Case Name: In the Matter of Niagara Mohawk Power Corporation, Respondent-Appellant, v. Assessor of the Town of Minetto et al., Appellants-Respondents
Court: New York Supreme Court, Appellate Division
Jurisdiction: New York
Decision Date: 1995-11-15
Citations: 221 A.D.2d 910
Docket Number: 
Parties: In the Matter of Niagara Mohawk Power Corporation, Respondent-Appellant, v Assessor of the Town of Minetto et al., Appellants-Respondents.
Judges: 
Reporter: Appellate Division Reports
Volume: 221
Pages: 910–912

Head Matter:
In the Matter of Niagara Mohawk Power Corporation, Respondent-Appellant, v Assessor of the Town of Minetto et al., Appellants-Respondents.
[634 NYS2d 292]

Opinion:
—Order unanimously modified on the law and as modified affirmed without costs and matter remitted to Supreme Court for further proceedings in accordance with the following Memoran dum: Petitioner challenges the assessment at its hydroelectric facility in the Town of Minetto for tax years 1991, 1992 and 1993. Supreme Court properly dismissed the petition with respect to the value of the land. Petitioner's expert witness conceded that he had based his appraisal on information given to him by representatives of petitioner that there was not enough water "to generate power on the site in and of itself ". Other witnesses testified to the contrary that petitioner was drawing at least 40 cubic feet per second of water from the canal and it was not disputed that the facility had been operated as a hydroelectric facility since 1915. The court properly rejected the land appraisal because it was based upon a misunderstanding of the facts. Petitioner, therefore, failed to make out a prima facie case that the land value portion of the assessment was erroneous (see, Matter of General Motors Corp. Cent. Foundry Div. v Assessor of Town of Massena, 146 AD2d 851, 853, lv denied 74 NY2d 604; Matter of Xerox Corp. v Ross, 71 AD2d 84, 89, lv denied 49 NY2d 702).

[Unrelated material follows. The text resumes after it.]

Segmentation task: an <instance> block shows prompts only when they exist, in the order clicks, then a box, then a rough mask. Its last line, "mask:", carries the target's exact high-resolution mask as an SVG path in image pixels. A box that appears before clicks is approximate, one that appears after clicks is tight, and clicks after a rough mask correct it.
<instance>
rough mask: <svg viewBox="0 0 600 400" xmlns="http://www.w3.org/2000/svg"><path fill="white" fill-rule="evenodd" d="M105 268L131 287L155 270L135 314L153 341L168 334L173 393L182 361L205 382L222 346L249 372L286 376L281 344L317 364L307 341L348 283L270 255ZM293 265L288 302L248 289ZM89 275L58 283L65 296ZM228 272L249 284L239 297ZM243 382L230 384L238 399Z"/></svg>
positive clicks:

With respect to the value of improvements, the parties agreed that the appropriate method of calculating that value was Reproduction Cost New Less Depreciation (RCNLD). The parties' calculations of the Reproduction Cost New (RCN) figure did not differ significantly; however, the depreciation rates used by the parties did. The court, after accepting respondents' RCN figure, concluded that the depreciation rates used by both parties were inappropriate and searched the record for a "reasonable" depreciation rate. In setting depreciation rates for each of the tax years in question, the court relied on figures that petitioner had submitted in its renewal application to the Federal Energy Regulatory Commission (FERC), including net book value. Net book value "is not the appropriate standard to be applied in determining the value of specialty property in New York" (Matter of Long Is. Light. Co. v Assessor for Town of Brookhaven, 202 AD2d 32, 39, Iv denied 85 NY2d 809; see, Matter of Allied Corp. v Town of Camillus, 80 NY2d 351, 357, rearg denied 81 NY2d 784). Additionally, the court's reliance upon the FERC application ignores the stipulation of the parties that the RCNLD method would be used. Because the court did not make findings of fact using the RC-NLD method in determining the value of improvements, we remit the matter to Supreme Court to make that determination.
Respondents contend that petitioner's appraisal should have been stricken because petitioner's expert improperly relied on the erroneous land value appraisal. That contention is without merit. There is no prohibition on separate valuations of land and improvements. Respondents' reliance upon Matter of Stoneleigh Parkway v Assessor of Town of Eastchester (73 AD2d 918, Iv denied 49 NY2d 705) is misplaced. There, the appraiser used the income approach that relied in part on the value of land. Here, the valuation of improvements using the RCNLD method did not involve the value of the land. We further conclude that the court did not err in rejecting the contention of petitioner that its license renewal application would be denied. That contention was based on speculation and is not supported by the record. Finally, the court properly did not consider the "regulatory environment"; the possibility that onerous conditions would be imposed by regulatory agencies is speculative. (Appeals from Order of Supreme Court, Oswego County, Nicholson, J.—Tax Certiorari.) Present—Denman, P. J., Fallon, Wesley, Doerr and Boehm, JJ.